The omicron variant has spread to western nations. Global health officials are cautioning against panic and travel restrictions.
Summary
The United States is seeing its first handful of cases of the coronavirus’ omicron variant, including five cases in New York.
- In India, health officials are expecting omicron’s impact to be less severe than delta, which ravaged the country, due to higher vaccination rates and prior exposure to coronavirus.
- Meanwhile, South Africa is experiencing a “fourth wave” driven by the omicron variant and the country’s health minister is optimistic it can be managed with having to “invoke serious restrictions.”
- The World Health Organization announced that the measures approved for and deployed against delta will work against omicron as well.
- WHO officials used the familiar actions of vaccinations, masking, and social distancing to stop the spread of omicron.
- Global health officials have been spurred into action by omicron into speeding up work on a “global pandemic treaty” expected to be signed in May 2024.
- Vox broke down several critical data points from throughout the pandemic to help readers identify what to look for in determining how big of a threat omicron is.
- CNN reported on France’s recent cases having been detected in different regions of the European nation, quoting their health minister that “there is no alarm” at the moment while they study and collect more data on the variant.
- Huffington Post reported on Biden’s decision to extend the mask mandate for public transit.

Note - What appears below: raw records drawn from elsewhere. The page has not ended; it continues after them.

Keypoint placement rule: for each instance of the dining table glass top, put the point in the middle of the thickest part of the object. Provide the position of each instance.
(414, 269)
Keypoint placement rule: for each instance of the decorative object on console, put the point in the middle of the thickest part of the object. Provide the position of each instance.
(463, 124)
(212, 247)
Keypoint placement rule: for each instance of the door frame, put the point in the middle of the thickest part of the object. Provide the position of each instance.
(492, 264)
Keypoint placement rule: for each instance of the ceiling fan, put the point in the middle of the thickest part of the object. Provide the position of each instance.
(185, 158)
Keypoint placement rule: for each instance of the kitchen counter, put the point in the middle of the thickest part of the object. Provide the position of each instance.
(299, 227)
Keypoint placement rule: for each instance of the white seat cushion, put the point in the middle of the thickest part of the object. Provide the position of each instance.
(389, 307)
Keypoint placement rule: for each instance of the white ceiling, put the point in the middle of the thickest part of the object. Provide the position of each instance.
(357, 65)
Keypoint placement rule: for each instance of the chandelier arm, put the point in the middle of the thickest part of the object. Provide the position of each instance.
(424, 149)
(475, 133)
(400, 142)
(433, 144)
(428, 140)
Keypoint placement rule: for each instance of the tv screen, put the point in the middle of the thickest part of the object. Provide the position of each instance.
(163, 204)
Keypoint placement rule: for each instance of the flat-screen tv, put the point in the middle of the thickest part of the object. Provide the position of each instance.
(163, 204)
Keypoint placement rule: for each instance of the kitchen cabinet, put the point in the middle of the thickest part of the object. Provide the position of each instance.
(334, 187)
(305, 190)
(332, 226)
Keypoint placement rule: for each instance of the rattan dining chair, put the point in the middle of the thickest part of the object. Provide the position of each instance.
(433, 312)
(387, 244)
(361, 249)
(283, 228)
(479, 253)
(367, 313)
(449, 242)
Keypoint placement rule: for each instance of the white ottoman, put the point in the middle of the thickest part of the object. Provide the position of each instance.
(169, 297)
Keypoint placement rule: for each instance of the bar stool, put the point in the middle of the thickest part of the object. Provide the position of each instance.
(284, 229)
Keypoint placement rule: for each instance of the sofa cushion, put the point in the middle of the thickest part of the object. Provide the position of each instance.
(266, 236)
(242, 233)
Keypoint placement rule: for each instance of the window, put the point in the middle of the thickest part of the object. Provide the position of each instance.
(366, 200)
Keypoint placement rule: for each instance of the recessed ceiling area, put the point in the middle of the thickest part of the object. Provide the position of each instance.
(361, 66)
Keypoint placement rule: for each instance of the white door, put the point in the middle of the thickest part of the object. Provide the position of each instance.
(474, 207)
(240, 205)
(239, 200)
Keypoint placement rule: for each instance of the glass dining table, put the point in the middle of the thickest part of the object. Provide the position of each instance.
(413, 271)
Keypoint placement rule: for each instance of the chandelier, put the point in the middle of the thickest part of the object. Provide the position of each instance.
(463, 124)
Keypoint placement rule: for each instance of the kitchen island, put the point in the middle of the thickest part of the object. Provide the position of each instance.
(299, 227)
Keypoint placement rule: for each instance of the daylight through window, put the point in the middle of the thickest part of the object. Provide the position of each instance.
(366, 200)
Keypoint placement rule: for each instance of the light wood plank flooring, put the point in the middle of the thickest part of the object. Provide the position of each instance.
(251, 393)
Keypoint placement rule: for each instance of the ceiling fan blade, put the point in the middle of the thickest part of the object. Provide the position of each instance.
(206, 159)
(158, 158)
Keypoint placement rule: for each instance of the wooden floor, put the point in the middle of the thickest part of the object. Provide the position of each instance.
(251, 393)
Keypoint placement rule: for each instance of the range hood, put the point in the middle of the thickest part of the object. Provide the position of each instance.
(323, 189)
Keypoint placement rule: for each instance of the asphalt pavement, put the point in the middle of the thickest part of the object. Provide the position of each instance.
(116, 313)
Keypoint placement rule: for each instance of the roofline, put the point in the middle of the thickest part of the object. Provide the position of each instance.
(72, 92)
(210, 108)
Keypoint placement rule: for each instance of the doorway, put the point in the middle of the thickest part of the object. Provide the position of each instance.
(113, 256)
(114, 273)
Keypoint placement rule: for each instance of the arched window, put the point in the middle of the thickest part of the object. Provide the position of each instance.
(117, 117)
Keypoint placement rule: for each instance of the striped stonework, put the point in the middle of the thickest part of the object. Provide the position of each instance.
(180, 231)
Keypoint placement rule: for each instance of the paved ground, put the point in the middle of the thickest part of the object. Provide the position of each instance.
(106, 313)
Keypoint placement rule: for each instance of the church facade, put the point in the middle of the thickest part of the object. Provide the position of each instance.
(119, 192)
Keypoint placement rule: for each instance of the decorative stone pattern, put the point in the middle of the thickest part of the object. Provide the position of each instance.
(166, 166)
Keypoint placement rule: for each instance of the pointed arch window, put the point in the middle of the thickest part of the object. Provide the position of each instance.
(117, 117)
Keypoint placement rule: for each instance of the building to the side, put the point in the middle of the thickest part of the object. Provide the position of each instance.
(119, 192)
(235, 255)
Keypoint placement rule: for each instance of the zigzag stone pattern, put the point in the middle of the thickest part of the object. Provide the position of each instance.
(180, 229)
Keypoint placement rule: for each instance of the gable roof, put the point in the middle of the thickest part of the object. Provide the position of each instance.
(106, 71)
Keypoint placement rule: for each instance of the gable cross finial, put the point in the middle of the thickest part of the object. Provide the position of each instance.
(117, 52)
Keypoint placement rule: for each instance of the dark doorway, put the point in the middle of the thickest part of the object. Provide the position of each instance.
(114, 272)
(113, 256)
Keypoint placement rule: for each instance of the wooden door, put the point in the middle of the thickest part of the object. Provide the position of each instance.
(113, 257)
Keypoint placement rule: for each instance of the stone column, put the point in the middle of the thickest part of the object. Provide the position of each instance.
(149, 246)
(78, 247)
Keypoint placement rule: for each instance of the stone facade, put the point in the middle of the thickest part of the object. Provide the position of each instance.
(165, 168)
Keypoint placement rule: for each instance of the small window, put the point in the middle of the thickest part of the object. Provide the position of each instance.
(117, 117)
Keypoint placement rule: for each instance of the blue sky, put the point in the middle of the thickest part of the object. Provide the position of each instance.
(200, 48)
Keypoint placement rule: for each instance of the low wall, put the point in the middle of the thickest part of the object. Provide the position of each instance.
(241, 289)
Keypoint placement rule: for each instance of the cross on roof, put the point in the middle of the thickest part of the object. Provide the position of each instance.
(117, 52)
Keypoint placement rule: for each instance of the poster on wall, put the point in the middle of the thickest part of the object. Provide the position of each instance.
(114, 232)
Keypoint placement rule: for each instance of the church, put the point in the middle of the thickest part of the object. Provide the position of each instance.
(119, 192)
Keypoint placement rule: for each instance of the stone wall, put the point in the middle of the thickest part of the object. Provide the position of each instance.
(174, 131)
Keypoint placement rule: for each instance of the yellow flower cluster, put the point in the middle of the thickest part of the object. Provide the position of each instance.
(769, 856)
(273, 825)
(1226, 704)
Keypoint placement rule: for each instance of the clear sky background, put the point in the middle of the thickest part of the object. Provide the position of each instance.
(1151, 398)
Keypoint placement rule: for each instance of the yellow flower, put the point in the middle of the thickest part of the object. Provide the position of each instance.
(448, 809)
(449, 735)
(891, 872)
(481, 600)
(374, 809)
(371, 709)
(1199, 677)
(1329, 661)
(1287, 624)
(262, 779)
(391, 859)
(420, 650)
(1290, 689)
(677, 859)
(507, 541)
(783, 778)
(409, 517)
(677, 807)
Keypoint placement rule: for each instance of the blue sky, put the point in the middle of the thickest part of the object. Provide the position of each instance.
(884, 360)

- OANN characterized mainstream coverage of the omicron variant as “panic mode” while highlighting WHO calling omicron a “super mild variant.”
- Townhall reported on Fox News’ Tucker Carlson opining that omicron’s significance has little to do with the health implications but that Democrats will use the variant causing mild symptoms to expand the public health industrial complex’ surveillance powers.
- Newsmax highlighted comments from BioNTech’s CEO who said it shouldn’t take too long to create a vaccine adapted for omicron.